Another Outage Jan. 7, 2021

@garrett.kranz,
This is the solution for Device history 16 hours delay?
Yes or not?

1 Like

@Mariano_Colmenarejo I’m afraid not, this is regarding a brief incident that occurred this morning (1/7/2021) and is not related to the issues with Event History for certain users on the EU shard, which is being worked on with a high priority.

2 Likes

@garrett.kranz,
Thanks for the info

1 Like

My wife tells me “Why don’t you get a lover like all other husbands? you’re happy at least” :grinning:

3 Likes

@garrett.kranz if there is still an issue with EU event history, then why does the status page not reflect that? You can post region specific statuses, no? As others said, the event history problem has carried on for days now

4 Likes

@prjct92eh2 FWIW the EU Event History troubles are already recovering and should be resolved soon as all the event queues catch up. If this does not happen as we expect it to, we are prepared to create a Statuspage post about it.

As this did not impact everyone (even everyone on the EU shard), the App still loaded, devices could still be controlled, Automations and Device Types still executed, and Hubs were not offline, these factors are what is considered an incident on our end.

Whether or not custom SmartApps can fetch data or Event History is 100% current are not in the list of items, but the argument could be made for them to be. I don’t want to be argumentative about it and sympathize with anyone having troubles in EU. We have been actively working on it since it was reported via the Community.

I hope this makes sense, and thank you for the feedback. Myself and my Team are actively working on improving publicly-facing Incident communication and this feedback helps do that.

6 Likes

Thank you for response! It’s good to know what the criteria is for a status to be posted.

3 Likes

Access token push notifications were out since yesterday. I received it from the Classic app just after I activated something from Google, and I couldn’t be bothered to click on it since the classic app and even history has been bunkered. So being fast… Let’s say, you are a day late…

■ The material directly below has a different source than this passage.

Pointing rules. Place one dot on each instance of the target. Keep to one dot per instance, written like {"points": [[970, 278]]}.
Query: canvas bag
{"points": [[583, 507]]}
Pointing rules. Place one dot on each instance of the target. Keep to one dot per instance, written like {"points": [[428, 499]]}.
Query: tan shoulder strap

In the case of the event history it is quite easy to make the argument as it is sometimes the way we actually know that devices are being controlled and automations and device types have executed, or more to the point that they aren’t and that you may have an incident.

It could be argued that knowing whether event history is functioning correctly is critical information, and is actually more important than the event history itself.

On a sort of related note, for me just about the most disruptive change made to ST of late has been that the battery level has vanished from the device event history without any apparent comment.

4 Likes

Just noting this is not working AGAIN. App still works, but no Alexa. Not testing Google because I am too irritated to try.

Not entirely sure what you mean by this.

But, again, I’m not downplaying the importance of Event History. Just that the nature of the Event History troubles in EU did not meet any sort of general incident reporting threshold for us. We’ve since updated status.smartthings.com to reflect the situation, and will obviously have this scenario in mind going forward. Feel free to PM me if you have any other thoughts or concerns.

2 Likes

@Nameless everything I’m looking at for Amazon/Google with relation to SmartThings looks normal. If you’re still experiencing troubles and want to PM me, I’d be happy to have a look.

1 Like

PM sent. Confirmed this is tied to Alexa. Google is working.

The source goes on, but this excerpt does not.